Educating the market about non-banks

Here's what four non-bank bosses have to say

Educating the market about non-banks

In a challenging economic environment where borrowers find it tougher to get access to finance, non-banks play an important role in catering to those clients who don’t fit the model of a typical bank borrower.

But how should alternative lenders educate the market about non-banks? Here’s what four non-bank leaders have to say.

Ian Boyce, Avanti Finance general manager property, said non-banks must be active in the marketplace, have regular and relevant conversations with advisers, understand their requirements, and explain what non-banks do.

Read more: More borrowers make the switch to non-banks

“This includes participating in professional development days, discussing and workshopping deals, being part of their conversations – listening to what they need and gathering feedback so that we can constantly improve,” Boyce said.

Craig Rolls, Basecorp Finance head of lending, said the non-bank has steered away from complex product sets that require significant adviser education.

“Instead, our preference is to offer vanilla mortgage products that are easily understandable by advisers,” Rolls said. “This approach is in line with our focus on simplicity in everything we do. Ultimately, we think it’s about building trust and confidence in the wider non-bank sector, and we continue to aim to contribute to this through our lending interactions.”

Sam Burgess, First Mortgage Trust (FMT) head of lending, pointed to visibility and awareness as the key.

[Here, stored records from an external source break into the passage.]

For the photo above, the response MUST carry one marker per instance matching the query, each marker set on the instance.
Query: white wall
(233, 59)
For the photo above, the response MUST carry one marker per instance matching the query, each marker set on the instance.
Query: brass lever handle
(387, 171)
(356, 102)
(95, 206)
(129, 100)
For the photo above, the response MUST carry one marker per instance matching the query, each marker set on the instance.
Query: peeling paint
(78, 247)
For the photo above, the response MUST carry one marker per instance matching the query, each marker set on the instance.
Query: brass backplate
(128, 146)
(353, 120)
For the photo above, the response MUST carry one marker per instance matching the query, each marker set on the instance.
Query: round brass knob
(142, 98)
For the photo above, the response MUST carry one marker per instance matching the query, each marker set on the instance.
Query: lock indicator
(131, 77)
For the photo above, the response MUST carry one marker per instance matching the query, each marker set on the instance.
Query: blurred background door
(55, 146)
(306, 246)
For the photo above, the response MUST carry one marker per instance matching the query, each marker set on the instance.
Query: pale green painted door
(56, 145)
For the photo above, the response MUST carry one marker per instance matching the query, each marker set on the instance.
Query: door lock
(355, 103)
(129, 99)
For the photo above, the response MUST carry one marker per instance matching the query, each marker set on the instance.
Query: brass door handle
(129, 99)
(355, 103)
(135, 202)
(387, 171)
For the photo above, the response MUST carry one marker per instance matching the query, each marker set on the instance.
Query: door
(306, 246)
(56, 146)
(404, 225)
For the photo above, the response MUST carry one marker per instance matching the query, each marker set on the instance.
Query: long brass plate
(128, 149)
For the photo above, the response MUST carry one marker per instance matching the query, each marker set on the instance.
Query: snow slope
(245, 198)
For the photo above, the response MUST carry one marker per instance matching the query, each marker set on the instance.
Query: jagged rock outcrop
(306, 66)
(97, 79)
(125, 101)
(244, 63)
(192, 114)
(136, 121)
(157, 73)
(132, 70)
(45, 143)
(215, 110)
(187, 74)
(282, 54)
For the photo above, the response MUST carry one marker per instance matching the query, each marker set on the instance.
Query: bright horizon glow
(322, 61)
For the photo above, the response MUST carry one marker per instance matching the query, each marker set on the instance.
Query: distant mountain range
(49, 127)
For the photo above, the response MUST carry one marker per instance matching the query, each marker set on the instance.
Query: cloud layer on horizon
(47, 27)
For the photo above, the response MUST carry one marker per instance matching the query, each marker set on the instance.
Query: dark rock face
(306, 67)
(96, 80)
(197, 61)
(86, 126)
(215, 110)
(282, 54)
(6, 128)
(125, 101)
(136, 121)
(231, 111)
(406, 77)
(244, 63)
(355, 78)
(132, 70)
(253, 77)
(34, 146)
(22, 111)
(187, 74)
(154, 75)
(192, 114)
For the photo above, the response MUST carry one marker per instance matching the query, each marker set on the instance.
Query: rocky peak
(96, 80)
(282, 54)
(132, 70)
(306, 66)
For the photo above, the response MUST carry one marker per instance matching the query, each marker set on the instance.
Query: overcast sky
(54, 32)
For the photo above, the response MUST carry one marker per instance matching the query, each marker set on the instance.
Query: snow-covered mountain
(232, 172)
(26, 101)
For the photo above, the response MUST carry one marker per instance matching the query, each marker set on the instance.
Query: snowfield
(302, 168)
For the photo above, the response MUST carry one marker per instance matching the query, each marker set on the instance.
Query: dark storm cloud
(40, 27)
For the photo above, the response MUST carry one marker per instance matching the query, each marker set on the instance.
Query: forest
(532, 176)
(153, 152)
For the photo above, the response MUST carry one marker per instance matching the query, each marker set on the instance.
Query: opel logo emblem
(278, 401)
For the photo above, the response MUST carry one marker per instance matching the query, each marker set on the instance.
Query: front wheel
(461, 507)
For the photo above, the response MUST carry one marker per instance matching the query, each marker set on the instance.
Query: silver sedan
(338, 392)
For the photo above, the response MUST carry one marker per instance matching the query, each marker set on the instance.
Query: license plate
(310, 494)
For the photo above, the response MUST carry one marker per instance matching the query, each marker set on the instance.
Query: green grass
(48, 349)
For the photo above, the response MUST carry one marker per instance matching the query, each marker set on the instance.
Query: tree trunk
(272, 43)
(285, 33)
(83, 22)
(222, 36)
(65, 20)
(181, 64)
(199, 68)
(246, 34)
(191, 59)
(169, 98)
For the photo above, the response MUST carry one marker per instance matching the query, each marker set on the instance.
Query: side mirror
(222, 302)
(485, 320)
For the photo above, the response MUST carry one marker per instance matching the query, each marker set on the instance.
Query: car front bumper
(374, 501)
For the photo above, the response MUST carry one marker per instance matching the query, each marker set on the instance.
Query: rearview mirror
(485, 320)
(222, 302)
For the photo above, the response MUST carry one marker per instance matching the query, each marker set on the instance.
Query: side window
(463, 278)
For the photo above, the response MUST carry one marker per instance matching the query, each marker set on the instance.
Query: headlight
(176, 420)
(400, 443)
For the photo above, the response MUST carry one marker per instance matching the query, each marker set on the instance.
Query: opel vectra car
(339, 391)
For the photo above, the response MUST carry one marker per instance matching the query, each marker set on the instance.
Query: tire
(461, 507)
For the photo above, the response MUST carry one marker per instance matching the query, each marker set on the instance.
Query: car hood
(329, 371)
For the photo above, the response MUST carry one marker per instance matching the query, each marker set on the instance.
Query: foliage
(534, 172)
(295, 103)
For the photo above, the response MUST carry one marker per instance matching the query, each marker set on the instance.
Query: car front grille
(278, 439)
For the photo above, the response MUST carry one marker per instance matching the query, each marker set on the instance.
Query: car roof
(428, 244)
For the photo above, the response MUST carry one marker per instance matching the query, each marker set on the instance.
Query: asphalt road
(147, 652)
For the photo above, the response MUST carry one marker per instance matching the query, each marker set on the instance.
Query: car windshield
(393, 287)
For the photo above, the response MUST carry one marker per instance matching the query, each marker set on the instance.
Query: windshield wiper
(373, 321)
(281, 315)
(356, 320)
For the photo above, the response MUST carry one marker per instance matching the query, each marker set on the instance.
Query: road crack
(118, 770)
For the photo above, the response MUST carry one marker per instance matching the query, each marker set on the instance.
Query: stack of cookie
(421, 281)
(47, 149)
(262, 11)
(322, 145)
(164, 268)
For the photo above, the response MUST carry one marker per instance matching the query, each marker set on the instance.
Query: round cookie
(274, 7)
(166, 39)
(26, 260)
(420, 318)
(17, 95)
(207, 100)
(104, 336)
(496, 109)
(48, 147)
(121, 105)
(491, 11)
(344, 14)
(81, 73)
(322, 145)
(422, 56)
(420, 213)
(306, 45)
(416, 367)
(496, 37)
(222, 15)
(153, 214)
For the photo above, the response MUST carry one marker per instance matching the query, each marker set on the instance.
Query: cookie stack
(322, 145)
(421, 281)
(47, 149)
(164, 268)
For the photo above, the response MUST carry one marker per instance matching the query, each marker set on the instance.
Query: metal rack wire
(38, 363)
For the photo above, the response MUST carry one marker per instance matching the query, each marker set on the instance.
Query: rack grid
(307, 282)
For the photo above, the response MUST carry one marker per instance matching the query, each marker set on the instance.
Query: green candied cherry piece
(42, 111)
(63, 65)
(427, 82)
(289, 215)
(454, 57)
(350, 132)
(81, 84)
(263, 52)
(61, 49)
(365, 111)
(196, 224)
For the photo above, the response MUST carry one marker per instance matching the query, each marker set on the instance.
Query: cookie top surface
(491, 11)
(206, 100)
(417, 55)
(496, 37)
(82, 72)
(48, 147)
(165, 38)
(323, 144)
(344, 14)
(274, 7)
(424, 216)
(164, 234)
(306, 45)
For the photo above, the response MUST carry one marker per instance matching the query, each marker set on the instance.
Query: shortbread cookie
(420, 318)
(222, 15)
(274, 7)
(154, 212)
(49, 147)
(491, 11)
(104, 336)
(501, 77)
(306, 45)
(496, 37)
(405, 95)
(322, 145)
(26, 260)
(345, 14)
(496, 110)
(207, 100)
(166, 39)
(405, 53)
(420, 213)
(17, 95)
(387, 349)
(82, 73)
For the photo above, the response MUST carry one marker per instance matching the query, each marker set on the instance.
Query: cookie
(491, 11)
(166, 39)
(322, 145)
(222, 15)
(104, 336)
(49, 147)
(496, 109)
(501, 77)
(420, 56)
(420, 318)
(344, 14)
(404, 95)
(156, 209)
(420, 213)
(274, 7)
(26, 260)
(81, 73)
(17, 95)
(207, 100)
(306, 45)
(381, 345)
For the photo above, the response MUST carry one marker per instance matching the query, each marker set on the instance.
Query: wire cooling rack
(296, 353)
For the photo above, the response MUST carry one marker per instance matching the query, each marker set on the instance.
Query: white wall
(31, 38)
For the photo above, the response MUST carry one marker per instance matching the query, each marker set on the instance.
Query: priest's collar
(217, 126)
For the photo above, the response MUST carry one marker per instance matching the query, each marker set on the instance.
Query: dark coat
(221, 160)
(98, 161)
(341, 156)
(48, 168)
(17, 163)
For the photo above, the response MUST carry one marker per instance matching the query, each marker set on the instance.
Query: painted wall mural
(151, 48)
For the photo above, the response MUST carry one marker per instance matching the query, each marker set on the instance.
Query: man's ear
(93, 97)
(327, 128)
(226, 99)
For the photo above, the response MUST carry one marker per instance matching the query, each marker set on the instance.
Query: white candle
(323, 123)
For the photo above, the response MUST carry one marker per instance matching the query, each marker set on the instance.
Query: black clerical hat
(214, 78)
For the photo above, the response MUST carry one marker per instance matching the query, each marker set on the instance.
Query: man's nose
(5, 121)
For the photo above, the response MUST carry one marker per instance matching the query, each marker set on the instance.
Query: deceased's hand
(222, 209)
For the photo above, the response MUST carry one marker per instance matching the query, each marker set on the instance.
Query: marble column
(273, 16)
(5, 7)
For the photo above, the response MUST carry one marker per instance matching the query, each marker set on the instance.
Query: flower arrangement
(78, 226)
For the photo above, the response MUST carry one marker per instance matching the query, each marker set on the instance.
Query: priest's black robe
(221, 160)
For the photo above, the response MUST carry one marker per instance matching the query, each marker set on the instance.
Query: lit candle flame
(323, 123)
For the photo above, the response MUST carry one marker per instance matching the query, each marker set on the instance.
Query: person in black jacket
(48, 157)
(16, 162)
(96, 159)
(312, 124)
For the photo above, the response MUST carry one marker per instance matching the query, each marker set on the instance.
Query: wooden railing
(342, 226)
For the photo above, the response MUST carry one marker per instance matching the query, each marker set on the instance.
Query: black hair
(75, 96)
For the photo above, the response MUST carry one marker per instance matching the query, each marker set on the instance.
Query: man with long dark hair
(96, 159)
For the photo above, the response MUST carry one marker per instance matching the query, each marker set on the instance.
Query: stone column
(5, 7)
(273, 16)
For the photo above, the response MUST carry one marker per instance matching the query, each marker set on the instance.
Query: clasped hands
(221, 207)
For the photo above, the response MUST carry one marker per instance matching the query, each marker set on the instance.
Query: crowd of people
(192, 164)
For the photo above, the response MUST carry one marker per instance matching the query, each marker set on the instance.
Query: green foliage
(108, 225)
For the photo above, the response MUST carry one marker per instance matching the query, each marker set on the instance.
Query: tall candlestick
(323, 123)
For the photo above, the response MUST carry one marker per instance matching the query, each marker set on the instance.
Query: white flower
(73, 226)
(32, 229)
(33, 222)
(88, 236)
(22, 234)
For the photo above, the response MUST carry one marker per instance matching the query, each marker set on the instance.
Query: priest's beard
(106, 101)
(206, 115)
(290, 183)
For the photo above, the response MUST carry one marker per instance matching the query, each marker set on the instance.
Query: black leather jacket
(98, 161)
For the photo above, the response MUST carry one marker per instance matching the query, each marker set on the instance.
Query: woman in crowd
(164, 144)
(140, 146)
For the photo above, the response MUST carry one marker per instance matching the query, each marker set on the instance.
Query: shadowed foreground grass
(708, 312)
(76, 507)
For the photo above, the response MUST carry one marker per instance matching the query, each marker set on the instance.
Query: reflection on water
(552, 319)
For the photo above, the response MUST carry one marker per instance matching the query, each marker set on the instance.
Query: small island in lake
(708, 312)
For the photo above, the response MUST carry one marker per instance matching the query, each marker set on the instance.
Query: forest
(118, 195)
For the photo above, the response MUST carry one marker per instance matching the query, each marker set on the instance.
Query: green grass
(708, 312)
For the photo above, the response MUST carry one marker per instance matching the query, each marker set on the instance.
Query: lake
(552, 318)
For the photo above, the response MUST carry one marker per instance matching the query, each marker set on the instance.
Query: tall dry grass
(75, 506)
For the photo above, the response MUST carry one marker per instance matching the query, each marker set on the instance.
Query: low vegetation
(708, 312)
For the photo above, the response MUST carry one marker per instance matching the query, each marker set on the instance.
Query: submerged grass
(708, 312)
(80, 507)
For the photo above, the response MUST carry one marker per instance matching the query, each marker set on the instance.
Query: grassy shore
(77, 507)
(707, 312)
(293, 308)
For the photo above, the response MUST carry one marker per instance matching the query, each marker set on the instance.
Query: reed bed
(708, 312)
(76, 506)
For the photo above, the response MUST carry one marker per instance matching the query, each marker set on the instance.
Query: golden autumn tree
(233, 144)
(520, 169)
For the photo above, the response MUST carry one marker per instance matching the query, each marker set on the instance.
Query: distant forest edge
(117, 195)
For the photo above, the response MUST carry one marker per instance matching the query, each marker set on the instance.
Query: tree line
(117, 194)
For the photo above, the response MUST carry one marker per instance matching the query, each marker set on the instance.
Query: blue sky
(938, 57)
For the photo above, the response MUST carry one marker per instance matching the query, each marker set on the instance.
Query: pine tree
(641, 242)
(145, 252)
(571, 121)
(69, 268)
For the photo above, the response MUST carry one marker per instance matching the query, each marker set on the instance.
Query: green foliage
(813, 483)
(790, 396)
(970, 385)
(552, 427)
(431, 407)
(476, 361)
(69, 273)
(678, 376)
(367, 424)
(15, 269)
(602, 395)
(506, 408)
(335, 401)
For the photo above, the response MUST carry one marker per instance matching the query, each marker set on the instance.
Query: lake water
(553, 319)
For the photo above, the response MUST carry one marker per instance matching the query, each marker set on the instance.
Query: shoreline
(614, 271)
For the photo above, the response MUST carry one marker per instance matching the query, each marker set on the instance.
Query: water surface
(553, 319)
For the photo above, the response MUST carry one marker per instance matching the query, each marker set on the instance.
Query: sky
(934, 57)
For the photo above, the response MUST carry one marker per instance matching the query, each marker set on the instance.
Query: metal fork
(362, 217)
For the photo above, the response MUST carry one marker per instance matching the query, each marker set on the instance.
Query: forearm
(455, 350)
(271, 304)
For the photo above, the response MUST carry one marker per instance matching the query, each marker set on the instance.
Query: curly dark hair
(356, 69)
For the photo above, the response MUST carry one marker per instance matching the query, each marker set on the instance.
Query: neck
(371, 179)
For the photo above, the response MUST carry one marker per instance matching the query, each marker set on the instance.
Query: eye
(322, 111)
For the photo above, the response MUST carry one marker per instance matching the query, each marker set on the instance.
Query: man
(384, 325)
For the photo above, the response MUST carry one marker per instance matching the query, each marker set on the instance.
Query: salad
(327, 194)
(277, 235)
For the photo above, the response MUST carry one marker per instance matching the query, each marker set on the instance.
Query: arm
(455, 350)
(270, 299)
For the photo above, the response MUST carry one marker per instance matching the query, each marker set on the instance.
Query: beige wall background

“There’s more awareness around non-bank lenders and their offering, which is fantastic for the overall industry,” Burgess said. “FMT have strong NZ-wide representation through our BDM network, and we actively participate in adviser training on a one-to-one basis through webinars and at conferences with market updates.”

FMT sees further opportunities for more advisers to include non-bank lenders to their suite of products and conversations to be able to provide their clients with a full-service proposition.

Luke Jackson, general manager of Resimac New Zealand, said Resimac and fellow non-banks offer no shortage of support for advisers.

“It’s essential that we continue to provide the adviser community with as much support, resources, and education as we can,” Jackson said.

One common challenge though, according to advisers, was that clients can sometimes be averse to going with a lender that isn’t a well-known bank.

“We invested in a big mainstream marketing push last year to build not only our brand but also awareness of non-banks in general to consumers,” Jackson said. “This included a ‘letter to the banks,’ which ran as a tongue-in-cheek print ad in the main broadsheet newspapers to pull them up on how they implemented changes to the CCCFA.”